The focus of this current study on sharing personal information for energy efficiency naturally relates to the particular case of energy use in the residential sector. As demonstrated in data from the IEA when considering Nordic countries experiencing increases in population and economic growth—for instance in total energy expenditure (in Petajoules) for residential appliances (Fig. 2) and space heating (Fig. 3) they still manage over time to keep relatively minimal increases—similarly for residential appliances per capita energy intensity (index 2000). Though being heavy power consumers compared to Europe and the world, the Nordics have notably consistent decreasing trends for Total Residential consumption by end-use per capita energy intensity [12]. When comparing with figures for the EU-28 from Eurostat and the EEA—final energy consumption in households per capita in Denmark, Finland and Sweden was higher (Fig. 4), notably at the same time overall decreasing greenhouse gas emissions intensity has been indicated in the data, with intensity among the three Nordic countries having been lower than the EU-28 since 2011 (Fig. 5).

Fig. 2
figure 2

Residential appliances total consumption (in PJ) and forecasts for selected Nordic countries. Note: Data compiled by authors from IEA Energy Efficiency Indicators https://www.iea.org/subscribe-to-data-services/energy-efficiency-statistics, forecast at 95% confidence interval

Fig. 3
figure 3

Residential space heating total consumption (in PJ) and forecasts for selected Nordic countries. Note: Data compiled by authors from IEA Energy Efficiency Indicators https://www.iea.org/subscribe-to-data-services/energy-efficiency-statistics, forecast at 95% confidence interval

Fig. 4
figure 4

Final energy consumption in households per capita (in PJ) and forecasts. Note: Computed by authors with data from Eurostat database https://ec.europa.eu/eurostat/databrowser/product/page/SDG_07_20, forecast at 95% confidence interval

Fig. 5
figure 5

Greenhouse gas emissions intensity of energy consumption, Index 2000 = 100. Note: Data compiled by authors from Eurostat database https://ec.europa.eu/eurostat/databrowser/product/page/SDG_07_20, forecast at 95% confidence interval

From a consumption-based perspective which is highly applicable to the residential sector, net imports of emissions being positive is worth careful consideration. Quantitative studies show that Scandinavian countries have high carbon emissions embodied in imports that satisfy domestic consumption [42, 77, 94]. Taking in the case of Nordic countries, the results indicate a negative emission trading balance (see Fig. 6). However, as a whole for the three Nordic countries included in this study, net imports of emissions have grown by merely about 14% since 1990, an average of about less than 0.5% per year.
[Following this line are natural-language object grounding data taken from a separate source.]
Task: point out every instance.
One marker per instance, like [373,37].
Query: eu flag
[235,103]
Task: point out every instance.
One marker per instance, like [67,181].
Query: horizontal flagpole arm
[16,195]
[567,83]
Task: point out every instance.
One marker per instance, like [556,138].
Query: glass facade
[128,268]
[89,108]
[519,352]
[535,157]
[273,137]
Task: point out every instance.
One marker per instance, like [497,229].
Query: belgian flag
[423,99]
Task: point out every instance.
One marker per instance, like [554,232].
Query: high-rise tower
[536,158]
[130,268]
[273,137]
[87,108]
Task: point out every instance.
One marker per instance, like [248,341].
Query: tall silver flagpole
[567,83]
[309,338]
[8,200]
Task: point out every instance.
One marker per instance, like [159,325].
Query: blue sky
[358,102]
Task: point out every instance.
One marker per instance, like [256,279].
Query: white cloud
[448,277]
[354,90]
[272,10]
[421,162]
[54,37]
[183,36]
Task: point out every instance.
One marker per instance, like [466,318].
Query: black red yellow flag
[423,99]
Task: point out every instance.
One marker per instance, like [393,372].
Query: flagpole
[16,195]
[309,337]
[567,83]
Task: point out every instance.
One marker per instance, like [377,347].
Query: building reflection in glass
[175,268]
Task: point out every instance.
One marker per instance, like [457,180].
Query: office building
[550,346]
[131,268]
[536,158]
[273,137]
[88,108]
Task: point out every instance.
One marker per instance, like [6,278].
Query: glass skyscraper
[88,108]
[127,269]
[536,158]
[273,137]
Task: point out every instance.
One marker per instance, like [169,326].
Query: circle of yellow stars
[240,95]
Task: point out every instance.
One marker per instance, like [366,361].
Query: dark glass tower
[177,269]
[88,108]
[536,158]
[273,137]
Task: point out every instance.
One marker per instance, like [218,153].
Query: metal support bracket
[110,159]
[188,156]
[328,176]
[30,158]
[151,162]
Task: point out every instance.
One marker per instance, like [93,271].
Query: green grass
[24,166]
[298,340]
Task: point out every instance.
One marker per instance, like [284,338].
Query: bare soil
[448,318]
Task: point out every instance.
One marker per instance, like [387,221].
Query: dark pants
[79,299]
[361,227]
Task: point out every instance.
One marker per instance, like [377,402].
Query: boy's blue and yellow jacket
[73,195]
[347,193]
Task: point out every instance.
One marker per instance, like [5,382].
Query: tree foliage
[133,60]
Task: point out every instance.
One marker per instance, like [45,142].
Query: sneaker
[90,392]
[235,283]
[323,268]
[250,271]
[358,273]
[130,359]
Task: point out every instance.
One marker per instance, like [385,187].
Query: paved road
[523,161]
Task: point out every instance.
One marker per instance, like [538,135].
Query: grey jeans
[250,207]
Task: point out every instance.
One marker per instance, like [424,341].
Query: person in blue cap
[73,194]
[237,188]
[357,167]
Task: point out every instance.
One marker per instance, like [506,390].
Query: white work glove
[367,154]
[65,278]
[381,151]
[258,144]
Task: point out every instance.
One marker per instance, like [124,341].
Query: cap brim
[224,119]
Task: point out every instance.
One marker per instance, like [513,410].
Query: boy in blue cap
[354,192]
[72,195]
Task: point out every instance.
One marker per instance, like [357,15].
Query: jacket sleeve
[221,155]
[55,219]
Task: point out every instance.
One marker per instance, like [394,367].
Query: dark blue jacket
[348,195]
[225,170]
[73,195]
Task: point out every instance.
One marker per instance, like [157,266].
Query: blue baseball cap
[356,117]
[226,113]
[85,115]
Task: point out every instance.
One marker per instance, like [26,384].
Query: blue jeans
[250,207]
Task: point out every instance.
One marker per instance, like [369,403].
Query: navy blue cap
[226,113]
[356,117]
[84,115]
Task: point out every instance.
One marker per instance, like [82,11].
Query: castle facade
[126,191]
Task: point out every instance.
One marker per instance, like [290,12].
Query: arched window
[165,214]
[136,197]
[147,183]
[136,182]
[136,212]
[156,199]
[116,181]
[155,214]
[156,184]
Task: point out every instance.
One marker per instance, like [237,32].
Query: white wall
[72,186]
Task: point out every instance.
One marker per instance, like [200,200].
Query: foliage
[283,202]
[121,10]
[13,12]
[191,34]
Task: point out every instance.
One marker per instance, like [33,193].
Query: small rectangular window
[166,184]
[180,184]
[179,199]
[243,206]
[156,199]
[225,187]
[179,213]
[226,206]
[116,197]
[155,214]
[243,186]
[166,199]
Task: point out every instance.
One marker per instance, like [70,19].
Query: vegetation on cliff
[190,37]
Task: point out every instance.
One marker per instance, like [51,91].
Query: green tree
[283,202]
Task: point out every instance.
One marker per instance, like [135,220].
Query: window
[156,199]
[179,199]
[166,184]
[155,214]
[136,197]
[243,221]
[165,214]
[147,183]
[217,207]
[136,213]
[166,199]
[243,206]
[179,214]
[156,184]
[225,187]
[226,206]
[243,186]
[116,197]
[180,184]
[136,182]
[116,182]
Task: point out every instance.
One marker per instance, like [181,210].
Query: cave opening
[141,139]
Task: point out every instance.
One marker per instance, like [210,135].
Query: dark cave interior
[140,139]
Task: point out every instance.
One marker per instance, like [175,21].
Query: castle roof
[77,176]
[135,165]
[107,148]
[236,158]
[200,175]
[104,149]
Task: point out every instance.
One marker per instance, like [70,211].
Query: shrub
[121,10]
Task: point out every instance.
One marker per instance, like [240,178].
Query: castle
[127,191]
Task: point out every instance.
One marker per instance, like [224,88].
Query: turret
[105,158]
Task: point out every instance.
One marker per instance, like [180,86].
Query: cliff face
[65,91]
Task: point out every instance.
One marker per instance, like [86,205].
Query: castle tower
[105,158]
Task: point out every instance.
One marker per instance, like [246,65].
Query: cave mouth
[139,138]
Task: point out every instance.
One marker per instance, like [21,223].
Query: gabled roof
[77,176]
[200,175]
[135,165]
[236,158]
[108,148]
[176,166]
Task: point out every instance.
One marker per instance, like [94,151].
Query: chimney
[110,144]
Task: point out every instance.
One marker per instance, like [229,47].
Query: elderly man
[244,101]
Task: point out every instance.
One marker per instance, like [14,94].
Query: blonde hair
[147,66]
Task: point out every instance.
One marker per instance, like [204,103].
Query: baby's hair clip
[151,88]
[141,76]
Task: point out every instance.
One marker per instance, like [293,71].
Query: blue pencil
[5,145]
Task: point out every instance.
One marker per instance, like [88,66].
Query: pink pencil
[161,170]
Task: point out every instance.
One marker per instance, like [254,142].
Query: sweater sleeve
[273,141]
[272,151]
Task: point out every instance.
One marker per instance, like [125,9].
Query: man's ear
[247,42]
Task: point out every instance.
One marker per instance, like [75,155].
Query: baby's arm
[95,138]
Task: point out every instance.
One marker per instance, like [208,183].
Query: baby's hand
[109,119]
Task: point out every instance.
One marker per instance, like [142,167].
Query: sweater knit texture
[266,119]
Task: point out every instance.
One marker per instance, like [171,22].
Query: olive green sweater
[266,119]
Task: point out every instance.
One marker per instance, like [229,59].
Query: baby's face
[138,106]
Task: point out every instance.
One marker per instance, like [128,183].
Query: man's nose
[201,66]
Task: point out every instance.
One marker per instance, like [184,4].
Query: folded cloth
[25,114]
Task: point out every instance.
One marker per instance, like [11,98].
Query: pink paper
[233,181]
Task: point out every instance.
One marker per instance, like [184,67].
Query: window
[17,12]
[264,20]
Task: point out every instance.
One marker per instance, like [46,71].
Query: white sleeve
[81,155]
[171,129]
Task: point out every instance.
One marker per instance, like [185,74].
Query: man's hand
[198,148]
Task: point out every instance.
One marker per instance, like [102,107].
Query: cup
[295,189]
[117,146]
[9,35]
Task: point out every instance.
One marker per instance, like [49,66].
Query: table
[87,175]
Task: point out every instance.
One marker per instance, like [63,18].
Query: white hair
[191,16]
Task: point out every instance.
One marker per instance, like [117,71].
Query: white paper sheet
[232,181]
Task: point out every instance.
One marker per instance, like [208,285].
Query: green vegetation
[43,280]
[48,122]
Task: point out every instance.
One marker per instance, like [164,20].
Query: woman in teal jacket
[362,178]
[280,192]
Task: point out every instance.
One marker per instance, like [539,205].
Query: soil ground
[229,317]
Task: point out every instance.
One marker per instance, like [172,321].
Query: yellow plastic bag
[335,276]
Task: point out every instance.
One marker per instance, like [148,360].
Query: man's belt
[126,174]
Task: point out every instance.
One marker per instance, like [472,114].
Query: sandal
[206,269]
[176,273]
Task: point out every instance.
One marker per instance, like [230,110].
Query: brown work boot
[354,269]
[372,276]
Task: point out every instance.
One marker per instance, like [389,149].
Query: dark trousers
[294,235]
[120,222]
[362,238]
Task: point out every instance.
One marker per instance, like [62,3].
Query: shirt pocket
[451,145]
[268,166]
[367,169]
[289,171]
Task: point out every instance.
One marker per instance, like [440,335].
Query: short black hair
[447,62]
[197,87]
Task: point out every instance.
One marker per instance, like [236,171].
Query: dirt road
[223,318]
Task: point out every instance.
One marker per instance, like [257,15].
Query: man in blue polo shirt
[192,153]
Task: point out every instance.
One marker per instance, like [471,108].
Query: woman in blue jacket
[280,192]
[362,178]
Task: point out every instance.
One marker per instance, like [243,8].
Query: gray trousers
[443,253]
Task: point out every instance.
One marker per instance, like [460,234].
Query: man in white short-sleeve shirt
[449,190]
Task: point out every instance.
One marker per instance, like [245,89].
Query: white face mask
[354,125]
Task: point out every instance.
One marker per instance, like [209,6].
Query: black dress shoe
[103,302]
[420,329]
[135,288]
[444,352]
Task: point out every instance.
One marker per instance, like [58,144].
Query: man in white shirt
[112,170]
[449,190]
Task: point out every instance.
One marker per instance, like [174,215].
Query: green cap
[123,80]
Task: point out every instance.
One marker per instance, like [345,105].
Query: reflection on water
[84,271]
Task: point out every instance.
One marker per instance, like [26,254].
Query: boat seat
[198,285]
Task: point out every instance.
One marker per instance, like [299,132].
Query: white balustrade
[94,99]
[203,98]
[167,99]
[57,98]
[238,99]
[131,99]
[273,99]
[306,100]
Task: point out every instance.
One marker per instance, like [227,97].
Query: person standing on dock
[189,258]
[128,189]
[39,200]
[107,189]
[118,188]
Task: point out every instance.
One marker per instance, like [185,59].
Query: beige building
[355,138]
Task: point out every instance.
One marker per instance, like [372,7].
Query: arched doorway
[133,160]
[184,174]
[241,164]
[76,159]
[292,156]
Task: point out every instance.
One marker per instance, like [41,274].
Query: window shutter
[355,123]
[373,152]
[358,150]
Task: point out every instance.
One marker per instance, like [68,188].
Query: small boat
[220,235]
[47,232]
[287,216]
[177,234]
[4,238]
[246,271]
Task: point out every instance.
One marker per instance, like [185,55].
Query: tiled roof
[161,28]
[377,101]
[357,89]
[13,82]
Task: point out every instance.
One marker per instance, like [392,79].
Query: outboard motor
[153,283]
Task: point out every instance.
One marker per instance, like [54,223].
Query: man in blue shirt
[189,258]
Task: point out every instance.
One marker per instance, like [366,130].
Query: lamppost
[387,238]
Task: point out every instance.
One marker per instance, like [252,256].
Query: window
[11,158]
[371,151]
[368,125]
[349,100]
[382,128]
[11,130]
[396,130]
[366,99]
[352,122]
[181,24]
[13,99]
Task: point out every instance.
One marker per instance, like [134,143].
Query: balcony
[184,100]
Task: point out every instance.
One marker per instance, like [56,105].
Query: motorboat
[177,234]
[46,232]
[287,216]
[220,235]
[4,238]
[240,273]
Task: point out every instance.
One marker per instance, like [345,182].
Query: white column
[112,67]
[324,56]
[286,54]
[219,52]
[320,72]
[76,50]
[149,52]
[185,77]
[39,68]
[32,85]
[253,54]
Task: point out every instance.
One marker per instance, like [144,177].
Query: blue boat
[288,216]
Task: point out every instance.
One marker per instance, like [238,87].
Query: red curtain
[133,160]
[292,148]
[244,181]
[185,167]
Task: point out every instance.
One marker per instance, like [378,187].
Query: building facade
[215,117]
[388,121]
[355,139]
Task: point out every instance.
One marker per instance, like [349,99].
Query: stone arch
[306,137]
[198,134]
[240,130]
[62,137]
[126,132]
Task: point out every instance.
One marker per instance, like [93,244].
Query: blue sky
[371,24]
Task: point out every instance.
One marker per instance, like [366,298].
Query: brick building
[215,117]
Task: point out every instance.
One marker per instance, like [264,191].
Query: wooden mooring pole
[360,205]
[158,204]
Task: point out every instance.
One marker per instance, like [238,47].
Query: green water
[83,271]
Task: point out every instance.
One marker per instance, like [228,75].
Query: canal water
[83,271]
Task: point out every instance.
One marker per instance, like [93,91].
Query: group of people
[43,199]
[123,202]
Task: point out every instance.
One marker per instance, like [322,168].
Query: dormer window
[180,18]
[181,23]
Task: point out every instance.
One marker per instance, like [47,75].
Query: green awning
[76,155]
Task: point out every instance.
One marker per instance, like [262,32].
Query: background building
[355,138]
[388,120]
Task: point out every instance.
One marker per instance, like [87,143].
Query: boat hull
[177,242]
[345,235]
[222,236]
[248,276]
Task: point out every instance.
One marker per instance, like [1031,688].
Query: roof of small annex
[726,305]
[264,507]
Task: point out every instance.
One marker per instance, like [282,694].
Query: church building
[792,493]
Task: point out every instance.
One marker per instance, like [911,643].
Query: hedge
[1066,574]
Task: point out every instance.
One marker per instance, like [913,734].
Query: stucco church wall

Figures do show some discrepancies among countries: net imports grew by 108% in Denmark, 5% in Sweden, and shrunk in Finland by − 6% for the period 1990–2015. Further, recent data for 2018 indicate that when compared to other industrialized countries, the pooled net imports of emissions of the three Nordic countries (67.5 MtCO2) are less than those of countries such as France (110.3 MtCO2) or Germany (106.2 MtCO2), and not even coming close to half of the net imports of the United Kingdom (160.0 MtCO2). Moreover, the increasing trend among the net imports of the three Nordic countries, is substantially lesser as compared to the increasing trend found for the rest of the EU 28 countries [95]. Nonetheless, in line with earlier observations [42, 77] that although there had been discernible progress in reducing production-based (or territorial) emissions, these recent trends still indicate that greater policy efforts are necessary to similarly further reduce consumption-based emissions and curtail resultant increasing net imports.

Fig. 6
figure 6

Available at http://globalcarbonatlas.org/en/CO2-emissions

Production- and consumption-based CO2 emissions and resulting net imports. Data from Peters et al. 2011. Growth in emission transfers via international trade from 1990 to 2008, Proc. Natl. Acad. Sci. 108, 8903–8908; Friedlingstein et al. 2020. Earth Syst. Sci. Data. 12, 3269–3340; Global Carbon Atlas.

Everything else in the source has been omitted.